С лишком две недели провел я в жестокой лихорадке, и каждый день, как избавления от мук, ждал минуты перед сном, дабы обратить к Господу слова бесхитростной молитвы: «Господи, прости мне мои прегрешения. Дай мне увидеть завтрашний день и пережить его». Иногда, после успокоительного декохта, меня охватывала неодолимая сонливость, но еще больше страх, что усну, не успев возблагодарить всеблагого и милосердного. Я боялся не наказания за свою забывчивость, но целый день жил ожиданием этой минуты, она стала смыслом всего моего существования. И то, что каждый раз утром я пробуждался к жизни, уверяло меня, что моя молитва услышана, что она угодна Господу.
Возможно, мое пробуждение стало последним добрым делом Фёдора Петровича Гааза, вспоминавшего в муках ничтожного Арсения Пустошина, и святость его помысла отверзла ржавые врата моей души. Гааз страдал очень тяжко. У него сделался громадный карбункул, оказавшийся смертельным. Последние три недели он вовсе не спал. Сидел в своей комнате за ширмами, в излюбленном кресле, на нем был халат, и его прекрасную голову не покрывал уже исторический парик. Его лицо, как всегда, излучало спокойствие и доброту, – рассказывал мне капитан генерального штаба Дешарвер; он даже хотел поцеловать руку доктора, но удержался, боясь его расстроить. А ведь Гааз, когда-то приглашенный на консилиум к его отцу, прямо объявил, что больной умрет, но слова эти сказаны были с таким участием, что Дешарвер с детства проникся глубокой признательностью к доктору.
Фёдор Петрович не только не жаловался на страдания, но вообще ни слова не говорил о болезни, а беспрестанно занимался своими бедными, больными, арестантами, делая распоряжения, как человек, приготовившийся в дальний путь, чтобы остающимся после него было как можно лучше. Он знал, что скоро умрет, и был спокоен; ни жалобы, ни стона не вырвалось из его груди, только раз он сказал своему душеприказчику доктору Полю; «Я не думал, чтобы человек мог вынести столько страдания».

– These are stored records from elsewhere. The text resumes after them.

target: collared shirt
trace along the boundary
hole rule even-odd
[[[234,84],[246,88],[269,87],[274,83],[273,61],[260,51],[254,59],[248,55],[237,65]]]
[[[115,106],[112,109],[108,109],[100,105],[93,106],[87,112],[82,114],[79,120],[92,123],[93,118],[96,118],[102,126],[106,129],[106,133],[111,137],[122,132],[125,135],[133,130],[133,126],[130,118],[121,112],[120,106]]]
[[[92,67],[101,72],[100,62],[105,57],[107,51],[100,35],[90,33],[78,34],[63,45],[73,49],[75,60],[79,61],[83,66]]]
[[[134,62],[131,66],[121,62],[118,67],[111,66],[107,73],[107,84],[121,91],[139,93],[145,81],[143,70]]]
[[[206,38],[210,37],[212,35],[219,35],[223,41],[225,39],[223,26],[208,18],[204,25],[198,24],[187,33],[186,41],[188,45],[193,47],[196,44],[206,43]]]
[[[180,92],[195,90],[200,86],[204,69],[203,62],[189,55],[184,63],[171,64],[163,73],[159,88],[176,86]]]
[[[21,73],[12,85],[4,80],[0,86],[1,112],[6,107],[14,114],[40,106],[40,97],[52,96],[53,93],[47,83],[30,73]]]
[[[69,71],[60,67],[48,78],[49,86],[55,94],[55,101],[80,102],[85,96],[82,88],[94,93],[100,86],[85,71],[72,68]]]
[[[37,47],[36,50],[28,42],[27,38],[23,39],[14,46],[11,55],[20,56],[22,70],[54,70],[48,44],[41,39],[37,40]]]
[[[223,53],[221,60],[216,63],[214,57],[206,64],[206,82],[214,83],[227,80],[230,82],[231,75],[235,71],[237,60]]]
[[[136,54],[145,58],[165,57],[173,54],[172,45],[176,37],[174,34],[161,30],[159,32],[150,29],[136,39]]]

Когда он почувствовал приближение смерти, он велел перенести себя из спальни в кабинет, открыть входные двери и допускать всех, знакомых и незнакомых. Мог и я быть среди них…
Лекари Владимиров и Собакинский просили тогда священника Орлова отслужить обедню о выздоровлении больного, но поскольку Гааз не был православным, отец Орлов заявил о своем затруднении митрополиту Филарету. Владыка долго молчал, потом поднял руку; «Бог благословил молиться о всех живых – и я тебя благословляю! Когда надеешься быть у Фёдора Петровича с просфорой? – и, получив ответ, что в два часа, прибавил: – Отправляйся с Богом, увидимся у Фёдора Петровича».
Это было 15 августа, а назавтра Фёдора Петровича не стало. Уж я-то знал, как сложны были отношения доктора с владыкой, сам лицезрел их небывалый спор, а вот же сам первосвятитель московский примирился с давним противником, я же взлелеял о нем злобу. Но разве одна только злоба тогда двигала мною?